For most, it would be a step back. But for 30-year-old Chhavi Rajawat, leaving behind corporate glamour and city life to head back to her village Soda, 60 km from Jaipur, as its sarpanch has been a journey to her roots. She says she’s paying her debt to the village she grew up in.
A student of Rishi Valley Bangalore and Lady Shriram College, Rajawat topped up her education with a business management degree. She worked with five comapanies in various capacities before changing focus.
But today, as Chhavi heads NREGA meetings in her village dressed in jeans and T-shirt, she is fast emerging as the changing face of rural Rajasthan. “It should change. There is so much one can do,” she says.
“In fact, my business management degree is helping me take care of the village better. It is a sort of social work that runs in my blood,” says the woman who became sarpanch on February 4.
And it is a change that Chhavi attributes to her grandfather Brig Raghubir Singh.

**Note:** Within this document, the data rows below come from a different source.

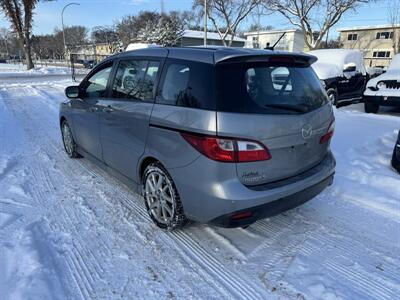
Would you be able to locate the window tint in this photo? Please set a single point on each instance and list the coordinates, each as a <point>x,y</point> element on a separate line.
<point>271,89</point>
<point>96,85</point>
<point>188,84</point>
<point>135,79</point>
<point>149,80</point>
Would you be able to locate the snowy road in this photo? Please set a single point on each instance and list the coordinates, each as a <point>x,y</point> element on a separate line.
<point>70,230</point>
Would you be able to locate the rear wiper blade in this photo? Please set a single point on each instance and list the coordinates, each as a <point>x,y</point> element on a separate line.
<point>296,108</point>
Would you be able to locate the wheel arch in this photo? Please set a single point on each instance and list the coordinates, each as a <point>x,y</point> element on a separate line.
<point>144,163</point>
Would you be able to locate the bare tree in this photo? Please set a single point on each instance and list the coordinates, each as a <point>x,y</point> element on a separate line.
<point>20,14</point>
<point>226,15</point>
<point>313,17</point>
<point>394,19</point>
<point>166,31</point>
<point>130,26</point>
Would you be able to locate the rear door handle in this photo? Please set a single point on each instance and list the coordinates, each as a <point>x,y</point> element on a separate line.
<point>108,109</point>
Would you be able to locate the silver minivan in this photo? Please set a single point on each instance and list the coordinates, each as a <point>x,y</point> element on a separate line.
<point>218,135</point>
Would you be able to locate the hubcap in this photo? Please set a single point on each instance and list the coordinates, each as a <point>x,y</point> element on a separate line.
<point>67,138</point>
<point>159,197</point>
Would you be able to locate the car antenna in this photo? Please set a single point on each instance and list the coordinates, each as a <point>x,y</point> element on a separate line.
<point>276,43</point>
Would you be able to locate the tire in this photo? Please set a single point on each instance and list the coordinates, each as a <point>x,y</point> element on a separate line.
<point>68,140</point>
<point>333,95</point>
<point>161,198</point>
<point>371,107</point>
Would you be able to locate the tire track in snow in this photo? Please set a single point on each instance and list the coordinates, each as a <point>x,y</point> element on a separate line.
<point>43,185</point>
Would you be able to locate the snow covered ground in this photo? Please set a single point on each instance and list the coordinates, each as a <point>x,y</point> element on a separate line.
<point>19,70</point>
<point>70,230</point>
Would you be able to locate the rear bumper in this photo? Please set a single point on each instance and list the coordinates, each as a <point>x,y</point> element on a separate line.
<point>273,208</point>
<point>383,100</point>
<point>211,195</point>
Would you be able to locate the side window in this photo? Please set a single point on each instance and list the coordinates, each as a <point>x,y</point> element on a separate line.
<point>135,79</point>
<point>96,85</point>
<point>149,80</point>
<point>188,84</point>
<point>175,83</point>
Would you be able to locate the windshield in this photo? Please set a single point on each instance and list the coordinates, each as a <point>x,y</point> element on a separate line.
<point>263,88</point>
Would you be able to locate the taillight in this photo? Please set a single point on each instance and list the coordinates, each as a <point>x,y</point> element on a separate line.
<point>327,136</point>
<point>227,149</point>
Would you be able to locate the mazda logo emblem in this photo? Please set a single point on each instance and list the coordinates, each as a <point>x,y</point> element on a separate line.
<point>306,131</point>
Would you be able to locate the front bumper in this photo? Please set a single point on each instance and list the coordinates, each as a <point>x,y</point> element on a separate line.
<point>383,100</point>
<point>210,195</point>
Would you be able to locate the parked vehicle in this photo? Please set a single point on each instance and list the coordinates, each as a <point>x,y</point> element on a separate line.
<point>343,73</point>
<point>216,135</point>
<point>384,90</point>
<point>396,154</point>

As sarpanch of Soda, years ago, he had made Chhavi’s mother drive through the village without a veil. Villagers looked surprised as the car entered but no one uttered a word.
Rajawat says she waded into politics, backed by the villagers. “There was an uprising against the sarpanch. The villagers did not want him and though I was pitched against his wife and another woman, I managed to win. The villagers see me as the daughter of the village and wanted me to contest,” she says.

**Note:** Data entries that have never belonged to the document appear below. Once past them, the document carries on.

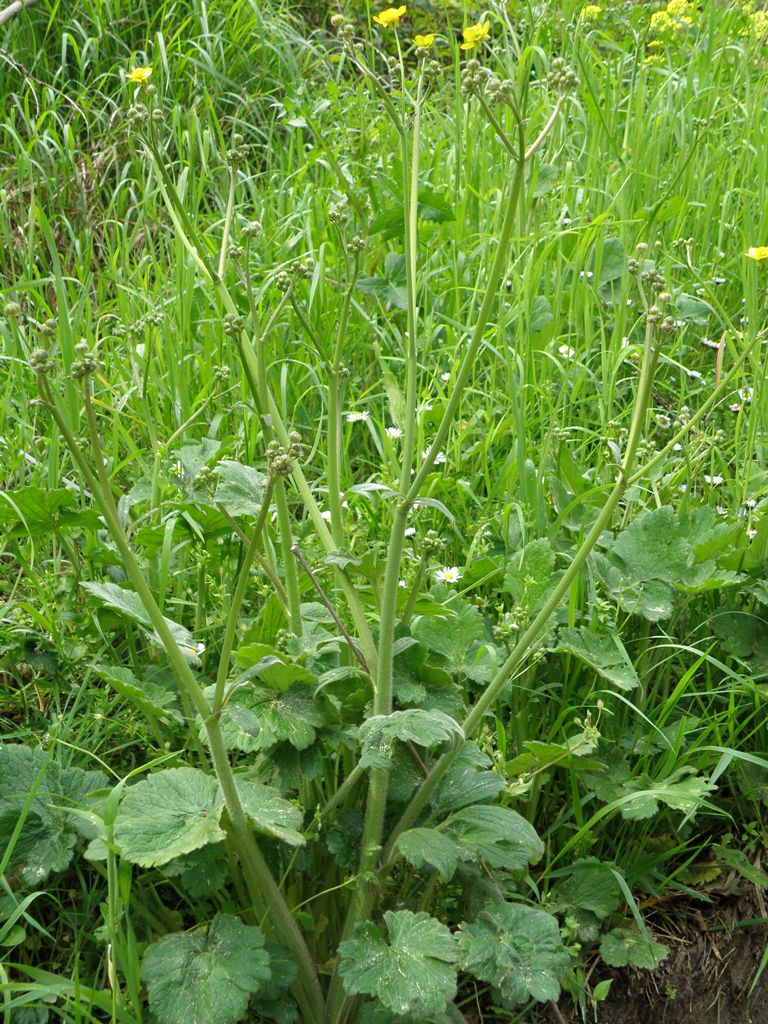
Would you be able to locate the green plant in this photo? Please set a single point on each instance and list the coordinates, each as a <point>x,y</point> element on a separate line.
<point>346,764</point>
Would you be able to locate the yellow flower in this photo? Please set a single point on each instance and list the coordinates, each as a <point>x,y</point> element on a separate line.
<point>388,18</point>
<point>139,76</point>
<point>474,34</point>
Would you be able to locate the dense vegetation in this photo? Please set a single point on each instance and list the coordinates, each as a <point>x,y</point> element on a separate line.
<point>383,470</point>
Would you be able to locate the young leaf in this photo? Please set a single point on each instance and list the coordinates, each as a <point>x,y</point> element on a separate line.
<point>427,846</point>
<point>241,488</point>
<point>270,813</point>
<point>468,780</point>
<point>677,791</point>
<point>206,975</point>
<point>530,574</point>
<point>147,696</point>
<point>602,650</point>
<point>629,946</point>
<point>496,835</point>
<point>517,949</point>
<point>426,728</point>
<point>172,812</point>
<point>127,602</point>
<point>49,834</point>
<point>591,886</point>
<point>412,974</point>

Chhavi Rajawat, the corporate girl-turned-sarpanch from Rajasthan, says she’s used to rural life. “I am used to it. I grew up playing with kids of farmers. Besides, my parental house is in Soda, so I spend time there and don’t miss anything. I am pretty comfortable,” she says. Besides being sarpanch, she also tends to a hotel that the family owns in Jaipur and the numerous horses that are part of her riding school. “It’s a passion,” she explains.
She’s also trying to change mindsets. “Villagers have got used to not working and taking partial payment for NREGA. I have to change that. I go on surprise visits and give them a scolding or two if they are not working,” she says. “But my focus is on bringing safe drinking water and increasing job opportunities in the village by involving NGOs,” says Rajawat.